Now, all of this isn’t about plot holes and inconsistencies, of which there are many in the final couple of seasons of Game of Thrones I’m not denying that at all. It’s about throwing around undeserved vitriol and blame as a projection of your anger and disappointment. After all, these guys created the show for us all to get mad about in the first place. People are allowed to express disappointment, frustration, and anger. But what we need to get into our heads is that as fans, we don’t own the things we love. We may have all the merchandise and all the hours spent consuming these stories, but the stories themselves are created by other people. And changes from the source material aren’t inherently bad, either.
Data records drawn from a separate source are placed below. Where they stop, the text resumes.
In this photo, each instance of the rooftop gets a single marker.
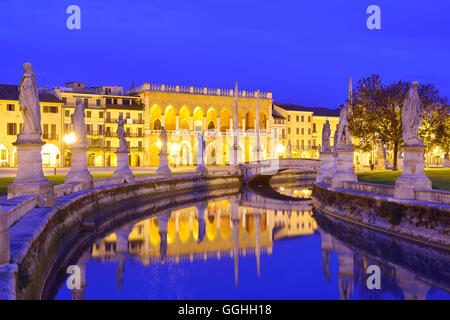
(11, 92)
(315, 110)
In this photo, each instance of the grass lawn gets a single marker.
(439, 177)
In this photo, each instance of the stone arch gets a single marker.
(224, 119)
(51, 156)
(210, 154)
(249, 120)
(262, 121)
(155, 114)
(170, 118)
(211, 118)
(184, 118)
(4, 155)
(198, 118)
(185, 153)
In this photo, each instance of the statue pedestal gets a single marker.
(413, 175)
(326, 165)
(123, 170)
(235, 155)
(30, 177)
(344, 168)
(4, 248)
(201, 168)
(164, 164)
(78, 170)
(446, 161)
(257, 154)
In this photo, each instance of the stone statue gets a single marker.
(121, 135)
(335, 142)
(412, 115)
(29, 102)
(289, 149)
(343, 132)
(201, 142)
(163, 137)
(326, 132)
(78, 122)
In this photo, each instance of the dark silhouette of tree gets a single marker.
(377, 110)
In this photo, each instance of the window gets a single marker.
(11, 129)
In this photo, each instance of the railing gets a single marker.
(134, 121)
(47, 136)
(200, 91)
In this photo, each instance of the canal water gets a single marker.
(248, 246)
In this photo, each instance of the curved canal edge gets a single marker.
(420, 221)
(36, 239)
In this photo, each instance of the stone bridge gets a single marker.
(274, 166)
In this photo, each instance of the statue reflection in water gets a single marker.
(236, 227)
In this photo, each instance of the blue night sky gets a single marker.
(302, 51)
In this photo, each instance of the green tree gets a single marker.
(377, 110)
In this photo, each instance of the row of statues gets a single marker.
(412, 116)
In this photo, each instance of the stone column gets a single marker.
(413, 175)
(123, 170)
(219, 148)
(236, 150)
(201, 168)
(326, 165)
(344, 169)
(446, 161)
(4, 238)
(78, 170)
(257, 151)
(30, 177)
(163, 167)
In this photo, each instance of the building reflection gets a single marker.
(214, 230)
(246, 226)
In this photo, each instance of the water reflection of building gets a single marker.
(215, 230)
(350, 269)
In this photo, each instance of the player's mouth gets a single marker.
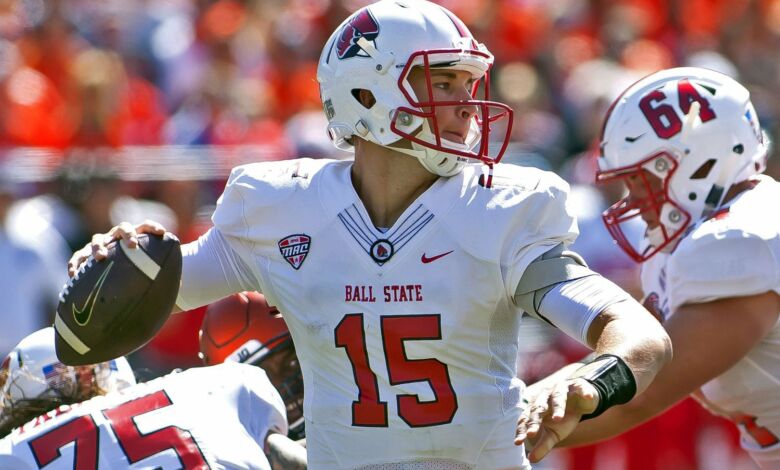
(454, 136)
Film and literature are two separate mediums, each with their own strengths and weaknesses.

It’s easy to feel like we deserve a better ending, or that the story itself deserved better. Heck, I wish the entire Star Wars sequel trilogy could be much more coherent than it is. But at the end of the day, there are so many different forces at play when it comes to getting something like Game of Thrones or Star Wars made. It’s easy to get caught up in the hype and the internet discourse, but there are fortunately many other pieces of art and storytelling out there waiting to be consumed. This seems like the cop-out answer, but it’s true. If you’re expecting the world out of one specific thing, you are bound to be disappointed and let down. If and when this happens, the best way to respond is in a measured and reasonable way. Again, just search Weiss or Benioff’s names on Twitter and you’ll see how over a year later, people love to randomly throw out angry tweets at two guys who just wanted to tell stories and learn. Plus, complaining about the final product of a show or movie doesn’t get you anywhere productive. The Snyder Cut is a unique example because of outside circumstances, but the changes to the Sonic movie were an unnecessary reaction to a vocal minority.
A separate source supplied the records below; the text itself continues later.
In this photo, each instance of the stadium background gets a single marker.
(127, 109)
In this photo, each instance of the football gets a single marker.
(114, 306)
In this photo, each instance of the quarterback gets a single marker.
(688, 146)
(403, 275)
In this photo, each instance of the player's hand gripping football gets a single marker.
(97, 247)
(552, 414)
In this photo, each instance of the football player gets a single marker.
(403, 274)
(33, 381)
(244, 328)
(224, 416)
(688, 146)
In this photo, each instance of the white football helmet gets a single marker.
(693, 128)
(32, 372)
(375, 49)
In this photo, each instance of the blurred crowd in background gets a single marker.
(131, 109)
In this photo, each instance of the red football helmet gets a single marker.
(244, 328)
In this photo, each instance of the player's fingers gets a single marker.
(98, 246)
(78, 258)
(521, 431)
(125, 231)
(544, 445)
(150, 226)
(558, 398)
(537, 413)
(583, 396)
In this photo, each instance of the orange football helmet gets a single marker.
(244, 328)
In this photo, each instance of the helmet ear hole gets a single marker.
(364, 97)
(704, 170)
As Vox’s Emily VanDerWerff put it, the final season of Game of Thrones was “conceptually interesting” even though it missed the mark at completely following through. While the overall story is serviceable, to put it generously, Martin’s infamous bullet points were not enough to produce a coherent season that tracks from one episode to the next. Transitioning from adapting tomes to adapting an outline is – I’m assuming as I’ve never created the most popular and talked about piece of pop culture at the time of its airing – jarring and difficult. When your motivation is lacking and your map is gone, you’re destined to stumble. 

The behind the scenes of Game of Thrones can serve as a cautionary tale. When you’re tackling something new and ambitious, try to comprehend the journey you’re about to embark on. If at first it seems you’re doing well, it doesn’t guarantee a perfect ending. David Benioff and D.B. Weiss perhaps didn’t understand the full scale of their undertaking, and by the end, they had fallen flat on their faces.